MARCELO: Most fashion shows here are held in the building that houses the famous S. Paulo art biennial, but you stage your shows in unusual locations. Yesterday, you showed your Spring 2005 collection in five classrooms at the local Lycée Fran?ais.
LORENZO: Showing in an unexpected place can add depth to the presentation. The space comments on the clothes, and vice versa.
MARCELO: What was the reaction to the show yesterday?
LORENZO: You know what's funny? The person I was the most excited to see was Senator Aloisio Mercadante. I believe in him — I actually voted for him. Being a politician, he doesn't know anything about fashion. He dresses pretty poorly — he'll wear pleated pants, for instance. When he came over to talk to us after the show, he said, "I like the way you used the veil to refer to the controversy in the French schools."
MARCELO: Muslim girls can no longer wear religious headscarves in public schools in France, right?
LORENZO: Yes. For Brazilians, religious militancy is an unfamiliar concept. It's not uncommon for a Brazilian to go to a Catholic church in the morning, a Buddhist center in the afternoon, and then that night stop by a Candomble court, where a type of African religion is practiced. In the show, I wanted to convey a message of tolerance by evoking Judaism, Islam, and Christianity at the same time. All three religions have traditional headdresses, so we designed veils made out of t-shirts.
MARCELO: It was subversive, and beautiful.
LORENZO: My mom was the funniest. She burst out with, "I didn't like what you did with the veils, because the veil is a symbol of feminine oppression. There! I said it." And then she left. So I had a senator elaborating on how amazing the show was, and my mother telling me how much she hated it.
MARCELO: I would think that the best compliment is when people like the Senator, who are outside of the fashion world, appreciate your work.
LORENZO: Definitely. I was amazed. I don't subscribe to the notion that if people don't like your work, it's because they're not sophisticated enough. We're simply making clothes, and we hope that people will like them.
MARCELO: How did you meet Humberto Leon, who helped you start selling your collection in New York?

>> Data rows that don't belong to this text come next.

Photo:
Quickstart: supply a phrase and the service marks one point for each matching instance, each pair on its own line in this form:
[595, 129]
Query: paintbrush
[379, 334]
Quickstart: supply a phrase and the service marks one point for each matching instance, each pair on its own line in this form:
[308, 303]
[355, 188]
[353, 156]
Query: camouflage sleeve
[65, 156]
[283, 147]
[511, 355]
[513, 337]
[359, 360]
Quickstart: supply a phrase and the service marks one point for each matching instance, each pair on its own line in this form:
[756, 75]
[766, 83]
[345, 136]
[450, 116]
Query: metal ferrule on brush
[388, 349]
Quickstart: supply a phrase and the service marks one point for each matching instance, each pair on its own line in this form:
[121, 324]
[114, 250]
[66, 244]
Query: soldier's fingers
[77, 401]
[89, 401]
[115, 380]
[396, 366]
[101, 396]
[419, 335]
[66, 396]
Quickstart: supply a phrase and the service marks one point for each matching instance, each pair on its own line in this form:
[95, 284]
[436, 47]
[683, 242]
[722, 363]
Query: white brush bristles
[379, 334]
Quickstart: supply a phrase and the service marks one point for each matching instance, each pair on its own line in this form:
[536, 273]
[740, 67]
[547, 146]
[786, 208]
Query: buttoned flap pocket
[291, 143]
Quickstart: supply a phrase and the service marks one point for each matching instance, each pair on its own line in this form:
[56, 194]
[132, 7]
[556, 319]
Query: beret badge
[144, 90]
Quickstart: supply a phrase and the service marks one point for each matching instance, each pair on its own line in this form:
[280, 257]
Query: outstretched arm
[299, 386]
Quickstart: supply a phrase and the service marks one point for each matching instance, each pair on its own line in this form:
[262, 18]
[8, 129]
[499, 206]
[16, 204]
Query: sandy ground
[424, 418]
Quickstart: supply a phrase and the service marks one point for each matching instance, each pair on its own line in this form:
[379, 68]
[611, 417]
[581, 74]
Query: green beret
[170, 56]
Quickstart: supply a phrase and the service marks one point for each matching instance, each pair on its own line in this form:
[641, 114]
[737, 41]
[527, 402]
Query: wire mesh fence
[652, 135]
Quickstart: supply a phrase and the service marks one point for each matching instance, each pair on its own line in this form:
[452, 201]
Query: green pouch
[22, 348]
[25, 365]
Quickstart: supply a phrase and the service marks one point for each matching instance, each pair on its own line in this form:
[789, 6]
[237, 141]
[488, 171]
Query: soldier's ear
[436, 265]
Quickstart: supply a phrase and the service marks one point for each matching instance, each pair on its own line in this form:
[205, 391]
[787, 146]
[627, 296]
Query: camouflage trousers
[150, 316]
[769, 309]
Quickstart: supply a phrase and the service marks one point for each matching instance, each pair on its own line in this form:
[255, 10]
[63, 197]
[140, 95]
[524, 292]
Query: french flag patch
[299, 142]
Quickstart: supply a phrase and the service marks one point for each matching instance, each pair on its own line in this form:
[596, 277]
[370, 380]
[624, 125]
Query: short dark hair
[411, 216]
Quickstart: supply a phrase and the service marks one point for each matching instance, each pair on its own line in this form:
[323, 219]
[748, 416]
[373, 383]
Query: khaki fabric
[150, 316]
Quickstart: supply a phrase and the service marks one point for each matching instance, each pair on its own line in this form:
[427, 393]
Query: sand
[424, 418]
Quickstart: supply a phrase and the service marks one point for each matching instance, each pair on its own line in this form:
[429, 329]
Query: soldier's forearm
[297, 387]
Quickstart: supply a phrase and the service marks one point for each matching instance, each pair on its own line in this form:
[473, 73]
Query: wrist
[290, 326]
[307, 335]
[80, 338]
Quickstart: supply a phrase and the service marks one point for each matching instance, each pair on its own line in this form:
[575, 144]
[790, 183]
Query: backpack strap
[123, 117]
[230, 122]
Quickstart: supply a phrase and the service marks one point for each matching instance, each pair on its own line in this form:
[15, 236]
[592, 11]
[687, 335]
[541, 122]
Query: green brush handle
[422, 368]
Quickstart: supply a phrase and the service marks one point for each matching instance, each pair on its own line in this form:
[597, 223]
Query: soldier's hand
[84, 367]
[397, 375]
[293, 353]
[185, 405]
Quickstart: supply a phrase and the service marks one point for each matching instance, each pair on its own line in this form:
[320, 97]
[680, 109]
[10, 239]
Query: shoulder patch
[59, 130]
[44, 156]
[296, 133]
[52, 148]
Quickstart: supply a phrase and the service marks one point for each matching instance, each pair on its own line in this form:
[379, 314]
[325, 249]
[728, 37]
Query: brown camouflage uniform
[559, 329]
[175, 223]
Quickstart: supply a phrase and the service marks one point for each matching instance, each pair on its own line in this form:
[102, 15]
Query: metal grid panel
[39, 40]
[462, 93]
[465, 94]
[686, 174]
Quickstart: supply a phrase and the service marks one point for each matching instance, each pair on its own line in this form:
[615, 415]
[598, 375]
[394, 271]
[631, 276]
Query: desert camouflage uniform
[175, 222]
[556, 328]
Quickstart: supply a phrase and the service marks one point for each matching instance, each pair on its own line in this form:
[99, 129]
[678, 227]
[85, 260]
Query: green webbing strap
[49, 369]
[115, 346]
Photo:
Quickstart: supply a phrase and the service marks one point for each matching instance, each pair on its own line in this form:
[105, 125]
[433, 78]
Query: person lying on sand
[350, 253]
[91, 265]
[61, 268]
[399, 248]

LORENZO: At my S. Paulo show in 2003, I played stuff like The Smiths, Stone Roses, and Barbara, a French singer whom I love. I used these schoolroom chairs as a runway prop. That July, I went to New York to try to get into a showroom. I was walking around Chinatown when I saw the same chairs I used in my show in the window of a store called Opening Ceremony. When I went inside, a DJ was playing The Smiths' "This Charming Man." I thought they had gone to my show and seen my set-up! Then I met Humberto, who owns the store with his partner Carol Lim.
MARCELO: Humberto and Carol have a unique concept — every season they choose a different country to spotlight at the store. Then they sell pieces by the best designers from that country.
LORENZO: Humberto told me he was going to start selling clothes by Brazilian designers later that year. It was very organic. Sales have been great. We even have a waiting list for some of our pieces. The collection is also available at several shops in Tokyo. I think American and Japanese consumers are more open to new things than the Europeans are.
MARCELO: Do you have any fashion heroes?
LORENZO: I respect Coco Chanel, because she invented the business. Another designer who really moves me is Claire McCardell. Her clothes are so modern. She pretty much invented sportswear in the 1930s and '40s. And Helmut Lang embodied the '90s for me.
MARCELO: Your clothes seem effortless in much the same way that Helmut Lang's clothes are. But I'm sure that's an effect that takes a tremendous effort to achieve.
LORENZO: You know, I like fashion, but it's not my whole life. I always tell my interns, "This is just fashion. It's not like we're splitting the atom or anything."